Across from Frank Butler, Bess Sugarland hunkered by the fire.
“How’s the food?” he inquired cordially.
“I’ve had worse,” she responded, forking a mouthful of beans and squirrel meat.
“Culhane can shoot the feather off a bird at four hundred yards but can’t cook to save his life,” the leader of the bounty killers said to the marshal in a tone that approached apologetic for him.
Bess bit on something hard, winced, and spat a grain of buckshot into the palm of her hand. “Culhane, that’s his name? You should tell your man to shoot squirrels with a .22, not a scatter
gun.”
“I’ll tell him that.”
“How did you get into this line of work?” she asked Butler straight out.
“Pay’s good. And I’m good at it. Might say I got a talent for it.”
“Killing?”
“Hunting men. Catching ’em. Killing comes with the job. But the job is catching men. Can’t kill what you can’t catch.” He caught her eye, the firelight dancing in his corneas. “But killing men, if and when it’s required without hesitation, is a job description of this here line of work. When it’s legal.”
“Dead or alive.”
“The notices sometimes say that, yes.” He nodded.
“You prefer dead, I’m betting.”
“The choice is up to them.”
“Sure it is.” She smiled.
He held her gaze. “They can surrender. They can not do the crime and get the reward put on their heads in the first place. Once they do, it becomes my business. I like my business to be neat and clean. The less fuss, the less hassle, the better.”

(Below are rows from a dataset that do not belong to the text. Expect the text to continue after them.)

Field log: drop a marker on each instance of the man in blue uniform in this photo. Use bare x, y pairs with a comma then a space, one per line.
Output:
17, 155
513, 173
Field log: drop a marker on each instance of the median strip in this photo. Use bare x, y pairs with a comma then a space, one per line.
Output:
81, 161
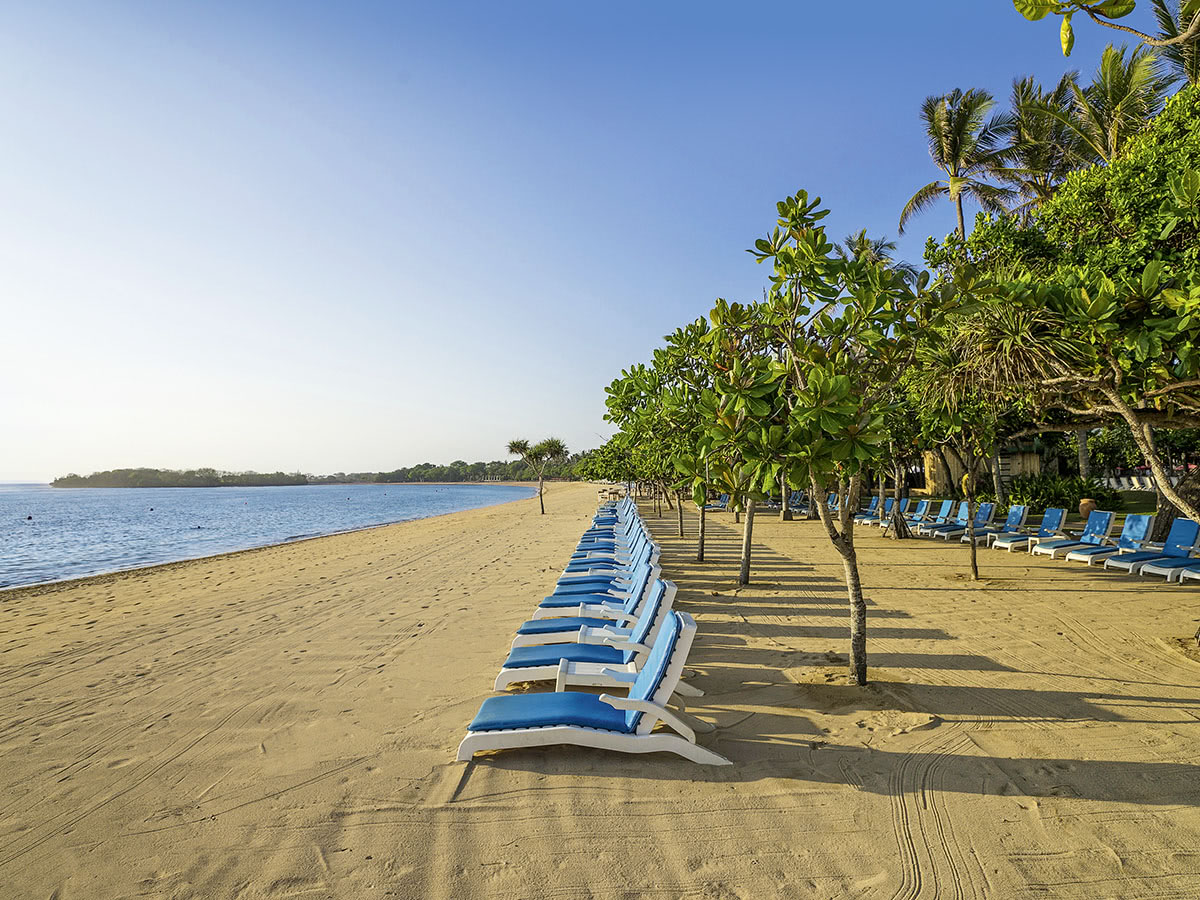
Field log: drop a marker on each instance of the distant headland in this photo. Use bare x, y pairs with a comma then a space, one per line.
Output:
425, 472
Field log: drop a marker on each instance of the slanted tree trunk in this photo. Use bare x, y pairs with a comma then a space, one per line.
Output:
1085, 457
843, 540
1144, 437
747, 537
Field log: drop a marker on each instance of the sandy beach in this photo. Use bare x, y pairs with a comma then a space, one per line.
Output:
282, 723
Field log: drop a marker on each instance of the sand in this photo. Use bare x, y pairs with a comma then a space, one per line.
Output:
282, 723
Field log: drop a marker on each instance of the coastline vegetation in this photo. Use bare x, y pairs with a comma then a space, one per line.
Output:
1071, 309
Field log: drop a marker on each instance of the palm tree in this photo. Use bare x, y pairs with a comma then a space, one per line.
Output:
1041, 149
967, 147
874, 250
538, 457
1123, 96
1180, 60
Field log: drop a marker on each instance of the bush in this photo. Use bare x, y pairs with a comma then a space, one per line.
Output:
1048, 490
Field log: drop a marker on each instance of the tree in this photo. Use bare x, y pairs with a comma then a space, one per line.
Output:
1105, 12
966, 145
1042, 150
538, 457
1181, 61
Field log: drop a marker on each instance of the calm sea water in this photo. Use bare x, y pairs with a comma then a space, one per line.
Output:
76, 532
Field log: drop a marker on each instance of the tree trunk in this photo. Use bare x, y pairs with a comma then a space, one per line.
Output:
857, 618
1165, 514
969, 486
1144, 438
1085, 457
996, 484
747, 537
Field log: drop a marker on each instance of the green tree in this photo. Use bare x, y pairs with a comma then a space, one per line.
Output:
538, 457
967, 145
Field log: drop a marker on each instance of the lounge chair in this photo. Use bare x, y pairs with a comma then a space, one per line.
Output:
984, 513
1049, 528
868, 514
605, 721
612, 655
1134, 533
960, 517
1181, 541
1013, 525
1096, 533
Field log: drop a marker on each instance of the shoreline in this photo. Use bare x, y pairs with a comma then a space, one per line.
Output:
41, 587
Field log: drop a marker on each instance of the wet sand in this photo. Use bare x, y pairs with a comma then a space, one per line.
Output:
282, 723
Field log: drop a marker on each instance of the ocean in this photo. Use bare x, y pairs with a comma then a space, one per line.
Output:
51, 534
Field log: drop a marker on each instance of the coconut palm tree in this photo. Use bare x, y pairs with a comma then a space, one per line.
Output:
967, 147
1041, 150
1180, 60
875, 250
538, 457
1126, 93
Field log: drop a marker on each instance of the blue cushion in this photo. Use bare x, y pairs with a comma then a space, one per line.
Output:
553, 603
551, 654
534, 711
564, 623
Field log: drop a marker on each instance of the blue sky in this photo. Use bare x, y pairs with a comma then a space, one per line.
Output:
349, 237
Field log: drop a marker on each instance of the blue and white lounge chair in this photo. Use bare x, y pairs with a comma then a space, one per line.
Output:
612, 655
868, 514
1013, 525
984, 513
960, 517
555, 628
605, 721
1096, 533
1050, 528
1134, 533
1181, 541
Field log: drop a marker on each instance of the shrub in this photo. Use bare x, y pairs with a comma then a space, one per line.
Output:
1048, 490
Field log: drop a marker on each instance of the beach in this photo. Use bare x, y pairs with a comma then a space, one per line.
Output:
282, 723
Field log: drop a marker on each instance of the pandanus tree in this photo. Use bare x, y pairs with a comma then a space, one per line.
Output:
966, 143
538, 456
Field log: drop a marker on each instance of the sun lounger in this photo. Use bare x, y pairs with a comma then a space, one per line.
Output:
610, 723
1134, 533
1049, 528
1013, 525
1096, 533
1181, 541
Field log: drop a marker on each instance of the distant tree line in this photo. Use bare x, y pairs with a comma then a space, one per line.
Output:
179, 478
571, 468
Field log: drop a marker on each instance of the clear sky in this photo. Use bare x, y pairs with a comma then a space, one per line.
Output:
353, 237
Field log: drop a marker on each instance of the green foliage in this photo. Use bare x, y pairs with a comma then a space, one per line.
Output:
1066, 491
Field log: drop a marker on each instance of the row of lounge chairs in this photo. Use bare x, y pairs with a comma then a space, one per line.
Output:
1132, 550
610, 623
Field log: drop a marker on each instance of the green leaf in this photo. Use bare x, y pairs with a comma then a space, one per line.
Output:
1035, 10
1067, 35
1115, 9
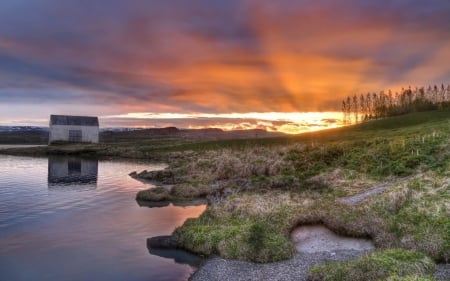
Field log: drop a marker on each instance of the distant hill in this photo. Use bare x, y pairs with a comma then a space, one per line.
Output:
39, 135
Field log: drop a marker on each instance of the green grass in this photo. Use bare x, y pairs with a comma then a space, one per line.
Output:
280, 183
392, 264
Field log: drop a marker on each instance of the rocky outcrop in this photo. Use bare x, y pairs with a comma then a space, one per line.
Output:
162, 242
161, 176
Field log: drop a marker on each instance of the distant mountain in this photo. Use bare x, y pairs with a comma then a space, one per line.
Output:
39, 135
22, 128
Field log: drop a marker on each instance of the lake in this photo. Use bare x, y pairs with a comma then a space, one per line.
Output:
76, 219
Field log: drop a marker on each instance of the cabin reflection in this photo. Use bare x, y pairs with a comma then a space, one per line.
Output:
72, 173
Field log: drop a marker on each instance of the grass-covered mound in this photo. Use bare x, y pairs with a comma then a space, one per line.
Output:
392, 264
413, 215
298, 183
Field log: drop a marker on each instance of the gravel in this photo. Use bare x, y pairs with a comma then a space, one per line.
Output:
293, 269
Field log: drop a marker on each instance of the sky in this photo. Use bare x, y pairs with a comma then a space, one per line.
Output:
280, 65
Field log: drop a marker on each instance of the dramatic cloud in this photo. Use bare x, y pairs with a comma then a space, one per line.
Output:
209, 56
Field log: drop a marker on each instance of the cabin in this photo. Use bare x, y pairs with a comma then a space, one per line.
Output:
73, 129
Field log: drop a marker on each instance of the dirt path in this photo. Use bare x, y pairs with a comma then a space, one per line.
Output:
358, 198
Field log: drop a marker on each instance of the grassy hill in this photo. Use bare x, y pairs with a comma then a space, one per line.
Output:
260, 189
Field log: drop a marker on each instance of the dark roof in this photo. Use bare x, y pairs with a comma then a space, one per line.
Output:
73, 120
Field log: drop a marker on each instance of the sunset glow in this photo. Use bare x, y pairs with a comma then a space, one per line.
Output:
218, 59
290, 123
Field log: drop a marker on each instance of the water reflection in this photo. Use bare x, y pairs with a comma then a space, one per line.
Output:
72, 173
179, 256
159, 204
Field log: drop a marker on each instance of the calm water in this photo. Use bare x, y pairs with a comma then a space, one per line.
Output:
67, 219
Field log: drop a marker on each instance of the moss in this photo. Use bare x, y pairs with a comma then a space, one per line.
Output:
189, 191
379, 265
153, 194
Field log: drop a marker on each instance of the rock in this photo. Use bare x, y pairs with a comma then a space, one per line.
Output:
162, 176
153, 194
162, 242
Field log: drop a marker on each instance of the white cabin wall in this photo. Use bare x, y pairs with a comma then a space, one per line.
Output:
61, 133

“Bringing a man in dead is less hassle, I imagine.”
“Sometimes.”
“Mind if I ask you another question, Mr. Butler?”
“Ask me anything you want, Marshal.”
She indicated the other bounty killers around the camp with a sweep of her hand with the fork in it. “Why do you need all these men?”
“Can’t have enough good men.” He shrugged.
“Fair enough. But today you’re only after one man. It seems excessive. Like a pack of hounds after one jackrabbit.”
“The more dogs you have, the more likely you are to catch that hare. The one sure way to win a battle is with overwhelming force. I learned that in the war and I apply those lessons to my job. But this ain’t no rabbit we’re after, ma’am. This is a dog. A mad dog. A rabid cur of a dog that I remind you murdered your father.”